Hunters Park Residents Enjoying Final Days of ‘Snowhenge’ Fort
"By the end of the week I suspect it will be pretty much gone," Boucher says.
DULUTH, Minn. – Spring is beginning to take shape.
“Unless we get a lot of snow I don’t anticipate rebuilding it again this year,” Hunters Park Resident, Norman Boucher says.
This spells bad news for the hunters park neighborhood creation “Snowhenge.”
“By the end of the week I suspect it will be pretty much gone,” Boucher says.
During a winter when people may have been more isolated than normal, it provided an opportunity to get outside.
“I built to gather so that we could get friends over and people often spend time with,” Boucher says.
Even on the coldest of days.
“It was twenty degrees inside the shelter despite being seventeen below outside,” Boucher exclaims.
Creator Norman Boucher is confident that Snowhenge will be around again.
“I think my artistic, creative side made me wanna do something fun,” he says.
That creative side coming in the form of ceramics, a passion Boucher has held dear to him for many years.

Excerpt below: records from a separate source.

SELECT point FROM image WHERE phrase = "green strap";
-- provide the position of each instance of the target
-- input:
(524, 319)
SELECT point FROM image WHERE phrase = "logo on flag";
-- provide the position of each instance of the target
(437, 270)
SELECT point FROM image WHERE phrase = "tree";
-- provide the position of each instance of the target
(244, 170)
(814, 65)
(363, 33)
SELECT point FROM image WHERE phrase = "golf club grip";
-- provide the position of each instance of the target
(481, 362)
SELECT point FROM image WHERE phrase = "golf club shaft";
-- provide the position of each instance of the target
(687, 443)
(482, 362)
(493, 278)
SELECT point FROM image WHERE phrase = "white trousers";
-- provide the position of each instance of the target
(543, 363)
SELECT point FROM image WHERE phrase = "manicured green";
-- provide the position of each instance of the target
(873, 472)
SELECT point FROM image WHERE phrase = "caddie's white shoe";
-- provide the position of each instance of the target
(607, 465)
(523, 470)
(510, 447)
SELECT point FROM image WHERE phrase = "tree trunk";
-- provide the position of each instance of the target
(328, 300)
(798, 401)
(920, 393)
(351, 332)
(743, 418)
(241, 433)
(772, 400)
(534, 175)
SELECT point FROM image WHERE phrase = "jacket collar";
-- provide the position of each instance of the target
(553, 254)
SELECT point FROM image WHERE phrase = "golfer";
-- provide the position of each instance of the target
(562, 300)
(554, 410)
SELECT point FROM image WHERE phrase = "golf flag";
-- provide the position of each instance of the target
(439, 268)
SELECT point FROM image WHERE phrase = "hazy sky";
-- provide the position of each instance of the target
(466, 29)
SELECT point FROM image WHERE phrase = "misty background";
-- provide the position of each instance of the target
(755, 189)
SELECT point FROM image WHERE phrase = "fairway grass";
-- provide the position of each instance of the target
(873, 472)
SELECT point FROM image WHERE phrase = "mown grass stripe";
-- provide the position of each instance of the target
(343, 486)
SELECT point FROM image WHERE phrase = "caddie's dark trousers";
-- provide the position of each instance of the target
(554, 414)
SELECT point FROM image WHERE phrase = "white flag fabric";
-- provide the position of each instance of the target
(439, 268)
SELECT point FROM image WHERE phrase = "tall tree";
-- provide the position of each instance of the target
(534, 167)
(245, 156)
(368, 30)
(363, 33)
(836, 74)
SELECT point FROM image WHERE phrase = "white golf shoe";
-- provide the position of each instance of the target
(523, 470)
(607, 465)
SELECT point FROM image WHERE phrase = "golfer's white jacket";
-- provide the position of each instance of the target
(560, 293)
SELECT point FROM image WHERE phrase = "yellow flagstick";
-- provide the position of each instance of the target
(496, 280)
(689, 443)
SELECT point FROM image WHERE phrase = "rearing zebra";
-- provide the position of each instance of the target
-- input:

“You can’t necessarily just pick it up when you’re 65 or pick it up when you retire,” Boucher says. “Because I think you have to sort of hold onto that and sort of fertilize it throughout your life and look forward to it.”
After switching gears and navigating a new career path, Boucher is well over a year into his retirement.
“Sometimes you can get a little lost when you retire if you don’t have other things you can do with your time.”
With no signs of slowing down and all the tools he needs to create even after Snowhenge is long gone.
Whether that’s a seven-foot tall snow fort or his love for pottery.
As Boucher closes the book on one of his beloved careers another story has opened to a fresh page.
“There’s always a sort of deep down desire to do exactly what you love. You tell your kids and you tell a lot of people and you say: It’s not about making money, it’s about doing what you love and being happy with what you are at the moment.”